# rat breeders/rescues in south va/north nc



## CuriousWhiskers (Mar 20, 2020)

Hey, everyone!

Do you have any suggestions for rat breeders/ratteries in south virginia or northern north carolina? I live almost on the state border. I am looking for a cage mate for my currently single male rat. Have any suggestions?


----------



## Rex the Rat (Apr 7, 2020)

I know you posted this a while ago, have you found a place yet?


----------



## Rex the Rat (Apr 7, 2020)

If not, how far are you willing to go?


----------



## CuriousWhiskers (Mar 20, 2020)

I have a problem. I am currently living with my parents. And they don't think it's necessary to have more than one rat. (I am paying for all of my rat's expences.) If I get them convinced, probably around 2 hours(4 hours round trip).


----------



## CorbinDallasMyMan (Feb 24, 2017)

CuriousWhiskers said:


> I am currently living with my parents. And they don't think it's necessary to have more than one rat.

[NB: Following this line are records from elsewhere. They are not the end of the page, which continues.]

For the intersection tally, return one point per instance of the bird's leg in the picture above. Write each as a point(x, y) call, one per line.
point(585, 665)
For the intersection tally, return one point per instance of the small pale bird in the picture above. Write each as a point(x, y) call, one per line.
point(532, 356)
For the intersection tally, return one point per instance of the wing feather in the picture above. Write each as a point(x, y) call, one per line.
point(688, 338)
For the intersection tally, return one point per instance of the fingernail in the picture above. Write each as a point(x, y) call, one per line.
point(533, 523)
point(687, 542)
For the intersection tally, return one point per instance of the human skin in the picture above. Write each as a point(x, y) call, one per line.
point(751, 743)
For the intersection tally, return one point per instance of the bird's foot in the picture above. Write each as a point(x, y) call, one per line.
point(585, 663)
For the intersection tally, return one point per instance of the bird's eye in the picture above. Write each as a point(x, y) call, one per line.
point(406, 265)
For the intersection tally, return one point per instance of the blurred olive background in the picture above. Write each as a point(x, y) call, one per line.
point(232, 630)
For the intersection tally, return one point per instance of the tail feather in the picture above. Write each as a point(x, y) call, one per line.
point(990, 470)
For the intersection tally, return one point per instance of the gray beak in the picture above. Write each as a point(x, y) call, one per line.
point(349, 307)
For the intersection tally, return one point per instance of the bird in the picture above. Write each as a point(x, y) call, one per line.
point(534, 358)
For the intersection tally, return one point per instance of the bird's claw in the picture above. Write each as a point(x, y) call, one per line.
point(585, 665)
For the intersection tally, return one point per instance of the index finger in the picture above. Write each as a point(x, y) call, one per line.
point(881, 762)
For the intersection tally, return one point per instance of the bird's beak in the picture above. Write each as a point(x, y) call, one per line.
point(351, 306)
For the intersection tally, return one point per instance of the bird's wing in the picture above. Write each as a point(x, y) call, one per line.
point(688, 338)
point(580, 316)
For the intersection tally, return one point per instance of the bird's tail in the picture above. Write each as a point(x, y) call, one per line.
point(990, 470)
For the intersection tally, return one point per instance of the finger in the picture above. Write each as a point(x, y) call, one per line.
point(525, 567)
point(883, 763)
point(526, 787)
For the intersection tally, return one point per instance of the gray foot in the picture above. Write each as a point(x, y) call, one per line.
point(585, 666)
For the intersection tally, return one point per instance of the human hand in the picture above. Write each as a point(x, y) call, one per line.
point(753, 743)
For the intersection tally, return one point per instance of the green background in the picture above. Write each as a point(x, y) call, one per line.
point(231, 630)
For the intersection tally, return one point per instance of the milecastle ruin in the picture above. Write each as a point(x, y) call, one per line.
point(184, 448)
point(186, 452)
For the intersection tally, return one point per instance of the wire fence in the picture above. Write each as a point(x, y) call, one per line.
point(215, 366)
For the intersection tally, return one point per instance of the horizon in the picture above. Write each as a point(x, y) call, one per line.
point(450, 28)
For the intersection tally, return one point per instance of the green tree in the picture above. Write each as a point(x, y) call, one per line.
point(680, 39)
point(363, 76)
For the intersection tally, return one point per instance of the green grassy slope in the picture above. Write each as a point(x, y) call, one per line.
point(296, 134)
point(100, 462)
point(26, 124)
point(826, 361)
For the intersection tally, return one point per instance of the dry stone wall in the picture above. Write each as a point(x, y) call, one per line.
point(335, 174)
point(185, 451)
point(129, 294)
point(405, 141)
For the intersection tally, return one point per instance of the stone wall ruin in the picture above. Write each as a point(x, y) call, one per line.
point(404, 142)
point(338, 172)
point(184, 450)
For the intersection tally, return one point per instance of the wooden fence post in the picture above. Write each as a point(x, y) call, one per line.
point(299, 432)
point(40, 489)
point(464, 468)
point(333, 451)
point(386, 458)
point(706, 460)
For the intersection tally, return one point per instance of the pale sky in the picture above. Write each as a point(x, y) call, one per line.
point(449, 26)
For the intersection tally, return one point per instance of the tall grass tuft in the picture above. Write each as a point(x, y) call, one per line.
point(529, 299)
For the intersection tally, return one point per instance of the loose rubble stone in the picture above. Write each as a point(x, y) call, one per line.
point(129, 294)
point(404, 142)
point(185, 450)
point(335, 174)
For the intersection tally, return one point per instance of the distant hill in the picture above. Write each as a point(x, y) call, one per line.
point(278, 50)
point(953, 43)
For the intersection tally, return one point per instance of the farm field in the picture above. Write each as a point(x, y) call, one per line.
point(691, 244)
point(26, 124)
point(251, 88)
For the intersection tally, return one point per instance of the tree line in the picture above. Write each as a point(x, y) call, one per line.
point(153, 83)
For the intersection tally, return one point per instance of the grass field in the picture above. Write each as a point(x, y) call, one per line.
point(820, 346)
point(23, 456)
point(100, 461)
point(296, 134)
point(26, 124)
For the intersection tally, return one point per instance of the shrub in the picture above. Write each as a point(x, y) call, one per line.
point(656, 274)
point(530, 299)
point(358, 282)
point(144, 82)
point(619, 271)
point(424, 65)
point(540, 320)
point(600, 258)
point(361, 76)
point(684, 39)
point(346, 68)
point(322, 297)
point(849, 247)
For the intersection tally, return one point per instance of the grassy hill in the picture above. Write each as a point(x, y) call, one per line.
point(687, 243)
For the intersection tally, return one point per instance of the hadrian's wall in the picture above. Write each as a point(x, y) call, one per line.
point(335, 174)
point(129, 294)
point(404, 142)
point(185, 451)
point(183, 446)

You can let your parents know that it's scientifically proven that rats need the company of other rats. It's so important that not even lab rats are housed alone. You can show them the housing guidelines for research animals. For example, the guidelines for the research department at the University of California, Berkeley are as follows;



> Based on the literature, the ACUC recognizes the social nature of rats and importance of allowing social contact over the minimum space recommendations in the Guide. At a minimum, all rats should be paired housed (2 per cage).


----------



## CuriousWhiskers (Mar 20, 2020)

Okay, I'll try. Thanks!


----------